Beyond the milieux of organists and listeners who love music for the instrument, Camille Saint-Saëns is likely the most widely-known of the composers represented on this disc, but, aside from his famous Symphony No. 3 in C minor that prominently features organ, his works for the instrument of which he was the revered master at the Madeleine for nearly twenty years are not as familiar to many listeners as his orchestral music and the opera Samson et Dalila. His Prélude et Fugue in G major (Op. 109, No. 2) was dedicated to fellow composer and organist Albert Périlhou, an homage from the man proclaimed by Franz Liszt to be the best organist in the world to a respected colleague. The second of the three similarly-conceived pieces that constitute Saint-Saëns’s Opus 109, the G-major Prélude et Fugue is a work in which the wit of the creator of Le carnaval des animaux is apparent, and Baskeyfield’s traversal of the music insightfully explores its ceremony and its cleverness. Italian organ pedagogue Raffaele Manari in many ways occupies the opposite end of the artistic spectrum from Saint-Saëns, his sporadic compositions inhabiting an environment of liturgical austerity.
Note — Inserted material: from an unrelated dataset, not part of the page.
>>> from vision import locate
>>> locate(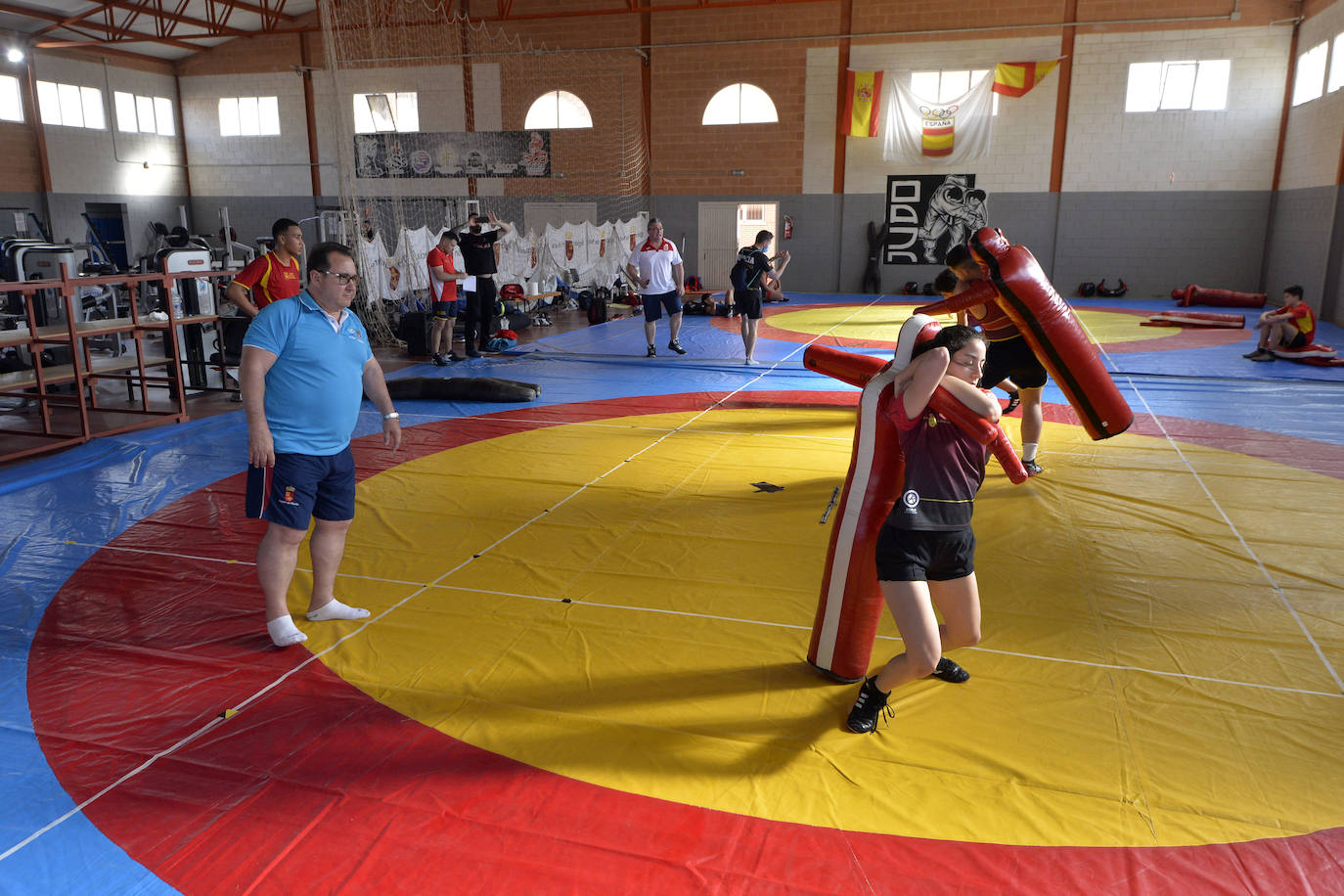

Nevertheless, his Studio da concerto “Salve Regina” is a bold work, and Baskeyfield delivers it with virtuosity that encompasses simplicity and complexity equally, his approach lending the piece the effect of plainchant resounding in an ornate cathedral.
Born in London but resident during much of his career in Toronto, Healey Willan was organist at St. Paul's, Bloor Street, in which he capacity he was among the first organists to play the instrument heard on this disc. Composed in 1916, three years after his immigration to Canada, Willan’s Introduction, Passacaglia, and Fugue possesses fanfare sufficient to inaugurate a majestic instrument and the career of its custodian. It is natural that composers who were themselves renowned organists should write for the instrument with special skill, but Baskeyfield’s performance of Introduction, Passacaglia, and Fugue makes the music sound as though Willan composed it exclusively for him. The youthful energy with which Baskeyfield negotiates the transitions is complemented by expressive maturity which, frankly, many musicians with considerably more years to their credit do not exhibit. In particular, the perspicuity with which Baskeyfield articulates individual voices in Willan’s contrapuntal writing marks his playing as the work of a commendably intuitive musical mind.
An organist’s technique can be difficult to assess based solely upon audio recordings, but bad playing asserts itself to the ears of even the most casual of listeners. Like the large voices that have become an endangered commodity in opera due to inept training and misuse, potentially brilliant organists now often grapple with indifference and ignorance in pursuit of the nurturing and support that their development requires. With his playing on this disc, dedicated to captivating repertory overlooked by many, less-adventurous organists and record labels, David Baskeyfield announces his prominence among the superior organists of the still-nascent Twenty-First Century. In the case of this young artist, jurisprudence’s loss is emphatically music’s gain.